A consistent motif of the book is the recurrent myth of “judicial supremacy” in constitutional interpretation — a view that most textbook accounts (and law school casebook accounts) wrongly ascribe to the framing generation and to Marbury v. Madison. The power of constitutional interpretation, we observe at various points in the book, is not exclusively vested in the courts, with all other branches and officers of government bound to accept, unthinkingly and reflexively, whatever the courts decide. Rather, the power of constitutional interpretation is a divided, shared power incident to the functions of each of the branches of the national government — and to instruments of state governments, and of juries, as well — with none of these actors literally bound by the views of any of the others. ...There is already a favorable review by one of the US Supreme Court justices.

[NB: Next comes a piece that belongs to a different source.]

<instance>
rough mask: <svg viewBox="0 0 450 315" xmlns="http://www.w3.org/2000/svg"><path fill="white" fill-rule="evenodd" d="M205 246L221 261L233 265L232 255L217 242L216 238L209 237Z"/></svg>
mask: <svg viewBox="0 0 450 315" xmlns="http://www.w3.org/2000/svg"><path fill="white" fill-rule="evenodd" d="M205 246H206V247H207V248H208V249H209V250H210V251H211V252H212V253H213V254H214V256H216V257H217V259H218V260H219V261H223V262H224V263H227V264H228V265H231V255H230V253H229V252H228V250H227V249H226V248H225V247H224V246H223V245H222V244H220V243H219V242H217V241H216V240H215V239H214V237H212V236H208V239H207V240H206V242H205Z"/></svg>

The courts have power to decide cases — and thus check Congress and the President — but little practical power to enforce their decisions, and none to command the other two branches. As Alexander Hamilton wrote in The Federalist No. 78, the judicial branch “may truly be said to have neither Force nor Will, but merely judgment; and must ultimately depend upon the aid of the executive arm even for the efficacy of its judgments.” Indeed, if the courts could command the other two branches, that would violate Madison’s (and Montesquieu’s) rule that the accumulation of all power in one set of hands is “the very definition of tyranny.”
Phyllis Schlafly wrote a 2006 book making the same points.